Pterodactyls premiered in 1993, so before The Food Chain (1994), and before Raised In Captivity (1995). Can I comment here on the remarkable a play a year run at the Vineyard, and that there are cast over-laps - particularly Hope Davis who seems to have been in each? It feels earlier though - it feels messier, it takes on a thousand things and lodges itself in a family that nobody is going to escape from clean.

A long first act (summer) followed by a second act comprised of two scenes (fall and winter). I think I say messier because it's got that fluidity of monologues and lines spoken out, of characters following their own paths through the same landscape, without a sense of any imposed structure. It follows its own logic and it works. I'm going to go out on a limb here and suggest that many playwrights start this way, there's a breathlessness, a scrambling to keep up with yourself and get it all down exactly as it is felt in early plays. Maybe. And then things develop, new muscles grow, new concerns. Not that the development is a bad thing, absolutely not, but it can be kindof an awkward period. A bumpy-skinned, gangly adolescence after the effortless simplicity of a child's access to whatever well writing comes from.
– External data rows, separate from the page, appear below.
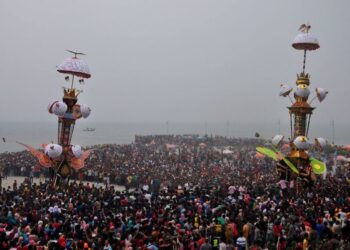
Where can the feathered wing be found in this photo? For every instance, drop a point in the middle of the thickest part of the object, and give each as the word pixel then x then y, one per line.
pixel 78 163
pixel 44 160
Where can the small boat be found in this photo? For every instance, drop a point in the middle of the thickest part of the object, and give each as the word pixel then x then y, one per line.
pixel 89 129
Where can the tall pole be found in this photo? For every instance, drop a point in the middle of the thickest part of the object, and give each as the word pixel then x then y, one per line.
pixel 333 131
pixel 228 129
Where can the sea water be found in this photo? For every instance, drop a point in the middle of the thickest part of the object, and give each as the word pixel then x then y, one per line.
pixel 38 133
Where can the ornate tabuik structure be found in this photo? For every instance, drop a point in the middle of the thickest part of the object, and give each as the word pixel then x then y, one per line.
pixel 297 164
pixel 63 158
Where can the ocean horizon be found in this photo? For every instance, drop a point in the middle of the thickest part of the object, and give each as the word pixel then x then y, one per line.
pixel 37 133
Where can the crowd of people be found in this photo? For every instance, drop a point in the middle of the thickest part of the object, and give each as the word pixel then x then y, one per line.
pixel 182 192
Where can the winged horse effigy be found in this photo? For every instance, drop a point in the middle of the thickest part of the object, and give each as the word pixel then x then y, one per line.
pixel 63 158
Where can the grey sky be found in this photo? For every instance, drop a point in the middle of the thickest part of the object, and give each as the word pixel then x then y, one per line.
pixel 179 60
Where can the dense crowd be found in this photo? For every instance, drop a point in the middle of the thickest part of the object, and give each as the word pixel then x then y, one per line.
pixel 182 192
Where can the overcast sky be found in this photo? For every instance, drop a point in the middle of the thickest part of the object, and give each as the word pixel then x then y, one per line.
pixel 176 60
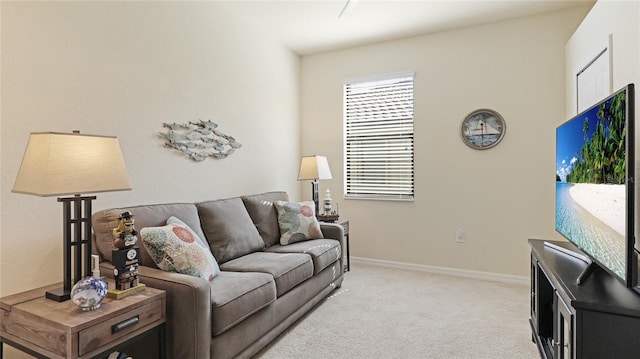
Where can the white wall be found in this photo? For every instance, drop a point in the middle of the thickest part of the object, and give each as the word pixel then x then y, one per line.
pixel 122 69
pixel 500 197
pixel 621 20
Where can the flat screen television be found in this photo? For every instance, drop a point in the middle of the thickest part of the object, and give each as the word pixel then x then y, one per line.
pixel 595 184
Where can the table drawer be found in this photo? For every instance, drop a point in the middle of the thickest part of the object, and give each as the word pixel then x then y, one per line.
pixel 111 330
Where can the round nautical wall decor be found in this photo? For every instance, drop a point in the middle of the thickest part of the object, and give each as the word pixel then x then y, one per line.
pixel 482 129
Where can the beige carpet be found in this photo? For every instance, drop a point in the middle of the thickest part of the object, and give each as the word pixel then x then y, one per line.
pixel 390 313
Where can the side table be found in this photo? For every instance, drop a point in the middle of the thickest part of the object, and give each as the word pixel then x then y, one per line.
pixel 345 225
pixel 47 329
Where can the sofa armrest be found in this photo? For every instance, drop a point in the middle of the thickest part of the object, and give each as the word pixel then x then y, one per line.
pixel 188 310
pixel 332 231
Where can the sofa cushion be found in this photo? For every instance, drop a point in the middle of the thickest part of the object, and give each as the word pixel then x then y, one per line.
pixel 235 296
pixel 288 269
pixel 177 248
pixel 297 221
pixel 229 229
pixel 264 215
pixel 323 252
pixel 155 215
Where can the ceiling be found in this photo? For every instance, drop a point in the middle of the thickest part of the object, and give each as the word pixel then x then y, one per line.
pixel 312 26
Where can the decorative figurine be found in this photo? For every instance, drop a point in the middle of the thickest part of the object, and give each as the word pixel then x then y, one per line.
pixel 329 212
pixel 125 258
pixel 89 292
pixel 125 235
pixel 327 202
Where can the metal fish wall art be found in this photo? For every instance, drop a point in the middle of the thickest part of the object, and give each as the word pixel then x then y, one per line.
pixel 199 140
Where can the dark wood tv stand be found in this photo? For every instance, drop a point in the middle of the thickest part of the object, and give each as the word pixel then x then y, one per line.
pixel 599 318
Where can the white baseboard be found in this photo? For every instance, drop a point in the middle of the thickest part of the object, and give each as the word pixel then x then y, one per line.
pixel 495 277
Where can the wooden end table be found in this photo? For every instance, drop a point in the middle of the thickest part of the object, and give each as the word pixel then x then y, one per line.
pixel 345 226
pixel 48 329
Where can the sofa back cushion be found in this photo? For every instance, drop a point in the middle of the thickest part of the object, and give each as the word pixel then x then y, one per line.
pixel 229 229
pixel 155 215
pixel 264 215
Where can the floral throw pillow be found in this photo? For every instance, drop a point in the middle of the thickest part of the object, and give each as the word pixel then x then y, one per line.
pixel 297 221
pixel 177 248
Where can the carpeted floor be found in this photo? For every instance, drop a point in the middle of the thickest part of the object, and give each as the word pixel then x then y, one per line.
pixel 383 312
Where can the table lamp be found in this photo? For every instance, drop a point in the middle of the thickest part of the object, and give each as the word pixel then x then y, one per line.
pixel 59 164
pixel 314 168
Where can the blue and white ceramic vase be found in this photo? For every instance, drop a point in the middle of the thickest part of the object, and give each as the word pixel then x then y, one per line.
pixel 89 292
Back on track. In the first act, Emma brings Tommy home to meet her mother. He's a waiter, they're going to be married and Grace, Emma's mother, disapproves because he's not good enough, but relents enough to give him a job as a maid, complete with uniform that Tommy is happy to wear. Todd comes home after a long absence and informs them that he has AIDS, his father insists on calling him Buzz and wants to play catch, his mother refuses to engage with the information. Through monologues and flashbacks stories from this family emerge while in the present there is a willful refusal to listen or to engage with one another that propels the action into the second act where the consequences of the first act gain stakes and significance as the wedding is planned and Emma is pregnant. The final scene is almost a coda, each character holding on to their crutches and defenses as faded as Mrs. Havisham's dress and as precious to them. Throughout the play, Todd has discussed dinosaurs, excavated bones from the backyard, constructed a skeleton of a baby Tyrannosaurus, and this image gives the final monologue the final kiss of the play.
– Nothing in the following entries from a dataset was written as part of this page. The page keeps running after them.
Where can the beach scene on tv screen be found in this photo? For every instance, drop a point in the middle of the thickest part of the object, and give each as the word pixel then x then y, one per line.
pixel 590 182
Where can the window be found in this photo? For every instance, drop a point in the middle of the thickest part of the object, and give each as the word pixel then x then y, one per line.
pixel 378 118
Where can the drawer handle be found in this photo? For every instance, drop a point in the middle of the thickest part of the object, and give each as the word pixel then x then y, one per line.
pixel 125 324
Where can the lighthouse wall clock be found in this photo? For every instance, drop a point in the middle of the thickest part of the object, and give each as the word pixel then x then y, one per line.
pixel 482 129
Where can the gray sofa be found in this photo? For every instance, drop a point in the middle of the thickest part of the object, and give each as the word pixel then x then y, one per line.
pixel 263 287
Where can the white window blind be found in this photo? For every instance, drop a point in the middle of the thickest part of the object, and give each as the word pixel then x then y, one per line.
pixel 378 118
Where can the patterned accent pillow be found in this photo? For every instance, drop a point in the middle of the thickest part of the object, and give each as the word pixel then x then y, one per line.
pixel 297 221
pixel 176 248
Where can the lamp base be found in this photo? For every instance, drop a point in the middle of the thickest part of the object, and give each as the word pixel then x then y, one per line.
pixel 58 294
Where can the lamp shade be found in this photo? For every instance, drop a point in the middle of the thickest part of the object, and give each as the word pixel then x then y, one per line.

I would have liked to have seen this one back in 1993. I would have been a year out of high school, my head dripping with Very Important Political Playwrights as well as the primacy of devised work over text. I have a notion had I seen this the rug may have been pulled out from under me a few years earlier than it finally was. (In a production of Hurricane by Erin Cressida Wilson, 1997). But, as it was, our paths did not cross back then - NYC was not on my radar in those days, baffling but true - and I was somehow insistant on reading up on Performance Semiotics instead of new work. Maybe all this blogosphere stuff can introduce some plays and points of view to students at impressionable ages. That would certainly be a good thing.